COC is the Santa Clarita Valley’s largest employer. It is the most influential entity in the SCV and areas nearby. The school hosts approximately 26,000 students annually, at multiple facilities that rival most four-year colleges. Many of our local politicians and business and professional leaders got their start at COC.
COC takes all comers and pumps out thousands of successful individuals transferring to four-year colleges. It trains tens of thousands to be nurses, firefighters, culinary arts professionals, automotive techs, and workers newly empowered with a litany of professional certificate programs.
The impact of COC on the SCV workforce cannot be overstated. It’s long been a positive and affordable influence for SCV families. Indeed, COC’s tuition programs make college and certificate programs affordable for everyone!
Recently, I sat in a combined meeting between the foundation board (fundraising) and the governing board, made of elected officials. During the meeting, members of the public are allotted time to speak directly to the governing board, and one did.
This community activist expressed his concern over the process and use of funds in conjunction with the new Advanced Technology Center, a facility designed to train people for employment in high-skilled manufacturing. And one of the governing board members later expressed concern over insufficient “inclusion” in both the membership of the foundation board as well as insufficient diversity in who we raise funds from. And then, there’s been some recent community dissatisfaction with some in the community over the Philosophy Department’s choice to air a controversial movie to students.
And I remember a year ago, when Angela Davis spoke to a sold-out audience at COC, some community members’ hair caught on fire. COC had become a hotbed of progressive fanaticism! A virtual pizza shop basement of a college spewing liberal trash into our students’ vulnerable brains!
Criticism is healthy. In a public institution, most everything is on the table and visible and available for anyone’s review. As a large public college, COC teaches hundreds of subjects and trades and some in the community will always agree or disagree with this or that lesson, topic, or approach. Criticism is received, heard, often acted on, and is a necessary aspect of governing a large public institution.
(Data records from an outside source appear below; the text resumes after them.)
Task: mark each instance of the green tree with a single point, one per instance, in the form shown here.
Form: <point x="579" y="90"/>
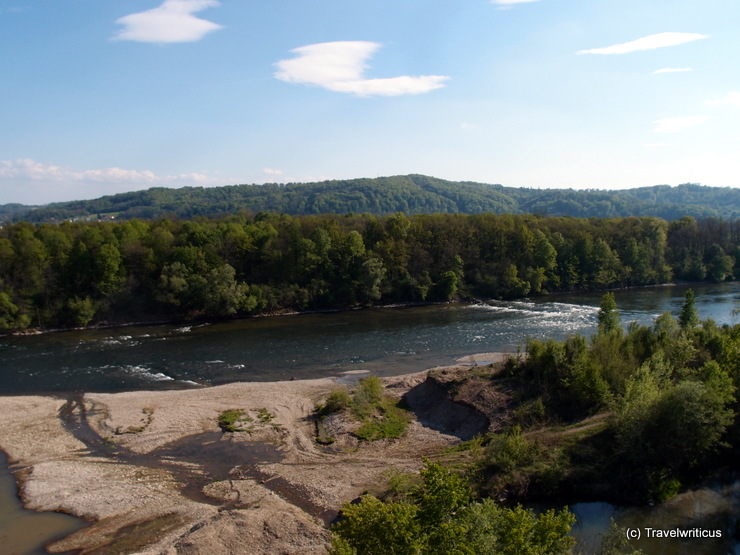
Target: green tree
<point x="689" y="317"/>
<point x="608" y="317"/>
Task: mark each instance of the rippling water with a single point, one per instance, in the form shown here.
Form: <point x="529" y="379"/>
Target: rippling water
<point x="383" y="340"/>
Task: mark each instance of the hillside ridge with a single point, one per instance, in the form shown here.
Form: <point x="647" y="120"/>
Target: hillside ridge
<point x="411" y="194"/>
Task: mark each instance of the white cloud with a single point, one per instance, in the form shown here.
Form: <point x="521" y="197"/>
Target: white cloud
<point x="33" y="182"/>
<point x="271" y="171"/>
<point x="173" y="21"/>
<point x="672" y="70"/>
<point x="339" y="67"/>
<point x="660" y="40"/>
<point x="506" y="4"/>
<point x="673" y="125"/>
<point x="732" y="99"/>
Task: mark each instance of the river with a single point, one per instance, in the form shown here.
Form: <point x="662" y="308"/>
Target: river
<point x="385" y="341"/>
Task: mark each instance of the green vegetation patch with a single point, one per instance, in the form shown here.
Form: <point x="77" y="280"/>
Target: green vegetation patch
<point x="380" y="415"/>
<point x="232" y="420"/>
<point x="440" y="516"/>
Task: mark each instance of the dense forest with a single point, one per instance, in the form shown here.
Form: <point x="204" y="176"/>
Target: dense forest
<point x="80" y="273"/>
<point x="411" y="194"/>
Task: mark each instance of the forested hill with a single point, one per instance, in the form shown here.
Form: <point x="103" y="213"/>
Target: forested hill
<point x="411" y="194"/>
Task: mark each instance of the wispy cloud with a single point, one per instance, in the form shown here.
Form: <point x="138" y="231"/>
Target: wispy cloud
<point x="732" y="99"/>
<point x="27" y="169"/>
<point x="506" y="4"/>
<point x="339" y="67"/>
<point x="272" y="171"/>
<point x="672" y="70"/>
<point x="173" y="21"/>
<point x="673" y="125"/>
<point x="651" y="42"/>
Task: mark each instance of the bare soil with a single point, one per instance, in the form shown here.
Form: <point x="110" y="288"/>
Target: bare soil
<point x="154" y="474"/>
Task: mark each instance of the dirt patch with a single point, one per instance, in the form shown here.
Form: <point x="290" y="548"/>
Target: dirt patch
<point x="153" y="468"/>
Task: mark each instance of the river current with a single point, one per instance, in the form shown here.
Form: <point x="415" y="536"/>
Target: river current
<point x="384" y="341"/>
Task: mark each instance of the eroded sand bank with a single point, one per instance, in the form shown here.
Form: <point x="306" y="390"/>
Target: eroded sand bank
<point x="153" y="473"/>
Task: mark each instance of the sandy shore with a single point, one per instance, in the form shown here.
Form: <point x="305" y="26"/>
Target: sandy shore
<point x="134" y="496"/>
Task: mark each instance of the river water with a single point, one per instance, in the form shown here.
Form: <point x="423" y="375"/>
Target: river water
<point x="385" y="341"/>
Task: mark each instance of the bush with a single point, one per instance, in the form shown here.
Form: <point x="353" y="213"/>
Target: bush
<point x="337" y="401"/>
<point x="229" y="419"/>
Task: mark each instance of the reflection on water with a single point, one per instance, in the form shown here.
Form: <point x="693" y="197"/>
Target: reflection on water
<point x="384" y="341"/>
<point x="712" y="512"/>
<point x="24" y="532"/>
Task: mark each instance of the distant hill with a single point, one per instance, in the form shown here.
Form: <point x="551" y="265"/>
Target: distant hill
<point x="412" y="194"/>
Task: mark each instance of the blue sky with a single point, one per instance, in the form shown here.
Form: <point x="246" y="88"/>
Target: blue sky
<point x="100" y="97"/>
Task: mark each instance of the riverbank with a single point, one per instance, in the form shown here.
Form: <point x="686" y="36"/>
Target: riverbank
<point x="152" y="472"/>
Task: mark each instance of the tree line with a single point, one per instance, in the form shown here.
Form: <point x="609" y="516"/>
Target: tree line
<point x="78" y="273"/>
<point x="411" y="194"/>
<point x="668" y="394"/>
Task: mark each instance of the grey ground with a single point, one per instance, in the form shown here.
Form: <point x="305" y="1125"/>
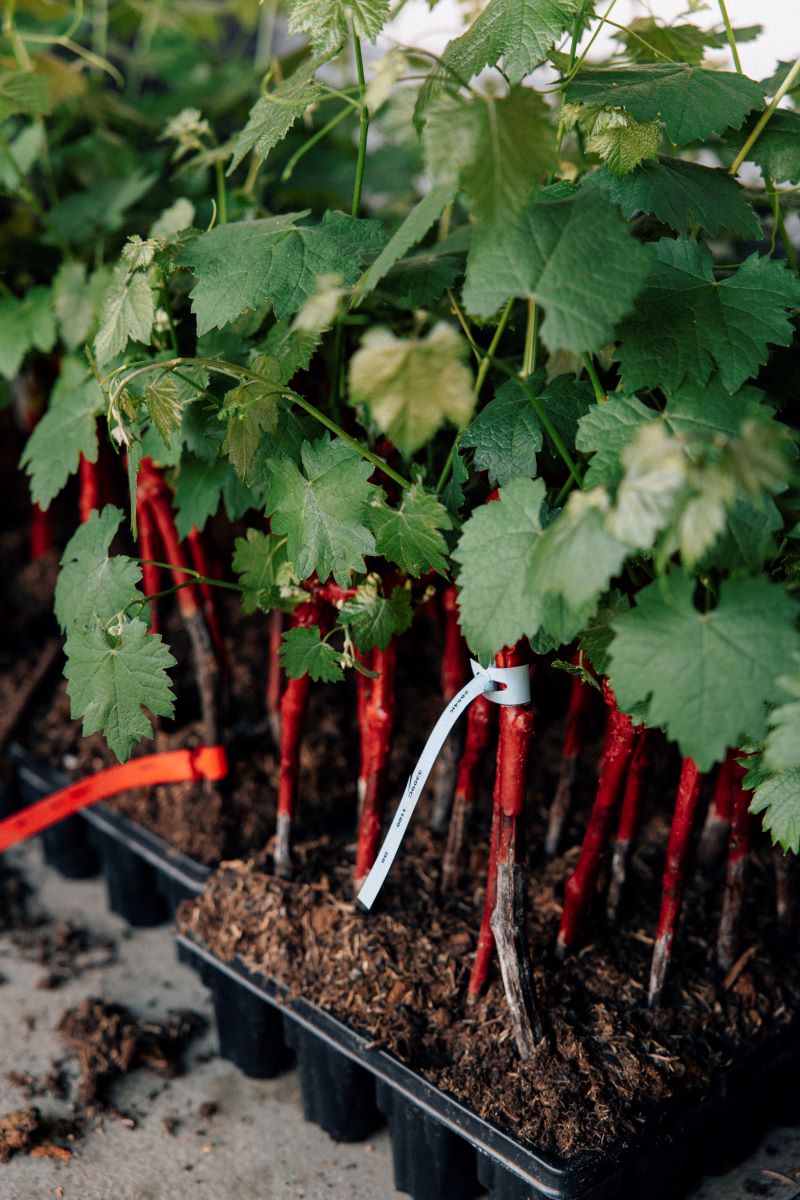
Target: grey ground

If COC didn’t create some controversy, it would likely be a mundane and less impactful place.
This criticism, regardless of what side it’s coming from, seems overwrought to me. There’s surely truth in the saying, “You can’t please all the people all the time.”
The other day I heard the foundation board is too old and white. The governing board was accused by a few of wasting public money training residents for good jobs in manufacturing.
And we’re told we’re teaching kids terrorism with this “blow things up” movie mini-controversy.
Rather, due to dynamic leadership up and down the staff, College of the Canyons is a local educational powerhouse and success promoter. If you haven’t done so lately, go over to any of the school’s operating locations and look at the facilities. Talk to the students. Meet some professors. You’ll be blown away by the academic and professional level of the programs, professors, trainers and students.
Ultimately, COC’s mission is to create opportunity for all comers. Our mission is to further education for all who seek it. To prepare and promote access to four-year universities. To empower job seekers with the modern skills required for success in our increasingly technological workplace. As a result, COC creates an educated community, bringing stability and success to tens of thousands of families living in the SCV and beyond.
College of the Canyons is about creating opportunity for success for everyone, regardless of economic or social status. It’s life-changing opportunity for the taking. Stability and success for our citizens. What a great purpose and mission!
Similarly, the foundation board is also about creating opportunity. We’ve raised funds for everything from the University Center to the Culinary Institute to the Performing Arts Center. Today we fund programs to mitigate student crisis and emergencies. Funds for scholarships. Funds for ongoing educational programs. And we’re focusing on raising $3 million to purchase expensive high-tech manufacturing machines and materials for the new Advanced Technology Center – a facility that connects the needs of workers to the opportunities quickly expanding in America’s manufacturing sector.
As to “inclusion and equity,” this is simple: COC takes anyone wanting to create life-enhancing opportunity for themselves or others — as students, as elected board members, and as fundraisers in our various committees, groups and boards …
I might add, as fundraisers, we’ll take anyone’s money as long as it is legally obtained!
While we’re going about creating this opportunity, there will always be chatter and dissonance. We’d hope for that in a school so energetically designed to expand minds and expand potential. We’re all part of this amazing mix, as we work together in community improving our people’s lives.
Gary Horton’s “Full Speed to Port!” has appeared in The Signal since 2006. The opinions expressed in his column do not necessarily reflect the opinions of The Signal or its editorial board.